In Indergard v Georgia-Pacific Corp., the Ninth Circuit reversed summary judgment for the employer, finding that the comprehensive physical capacity examination Plaintiff was required to undergo upon returning to work after knee surgery was a "medical examination" under the Americans With Disabilities Act ("ADA"). Under the ADA, where a physical examination is determined to be a "medical examination," the employer is required to justify each aspect of the examination as job-related and consistent with business needs.

The Plaintiff in Indergard was a napkin operator who had taken three months medical leave to undergo knee surgery. Although she was cleared to return to work by her personal surgeon, Georgia-Pacific required that she undergo a physical capacity evaluation before returning. The evaluation included as part of the testing both a treadmill stress test and a range of motion test.

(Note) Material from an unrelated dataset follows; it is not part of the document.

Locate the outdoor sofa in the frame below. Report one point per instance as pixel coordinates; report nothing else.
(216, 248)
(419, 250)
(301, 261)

After these tests were administered by a third-party occupational therapist, it was concluded that Plaintiff could not return to her previous position; and there were no other positions for which she was qualified.

She sued, alleging discrimination under the ADA, in that the employer had violated a provision of the ADA that prohibits it from forcing a current employee to undergo a medical exam or making inquires as to whether an employee is disabled without a showing of business necessity and job-relatedness. After summary judgment was granted at the trial court level in favor of Georgia-Pacific, the Ninth Circuit reversed, finding that the evaluation in question was, indeed, a medical examination and subject to strict scrutiny. In reaching this conclusion, it utilized the EEOC guidelines and indicated, inter alia, that taking the employee's blood pressure and heart rate by a third party was inappropriate to include in a non-medical fitness test.

The significance to employers of the Ninth Circuit's careful scrutiny of return to duty exams by reference to the seven factors of the EEOC guidelines is clear. Employers are left with a Hobson's choice. They may want to incorporate physical evaluations in order to gauge whether an employee is able to return to work after a medical leave; however, if they do so, they must be careful. Any evaluation that they choose to use must not be overreaching. It must be directly and narrowly tailored to the employee's ability to resume his or her original position. If found to be too invasive, the Court will impose a formidable burden on the employer to prove that the test is job-related and needed for the operation of the business.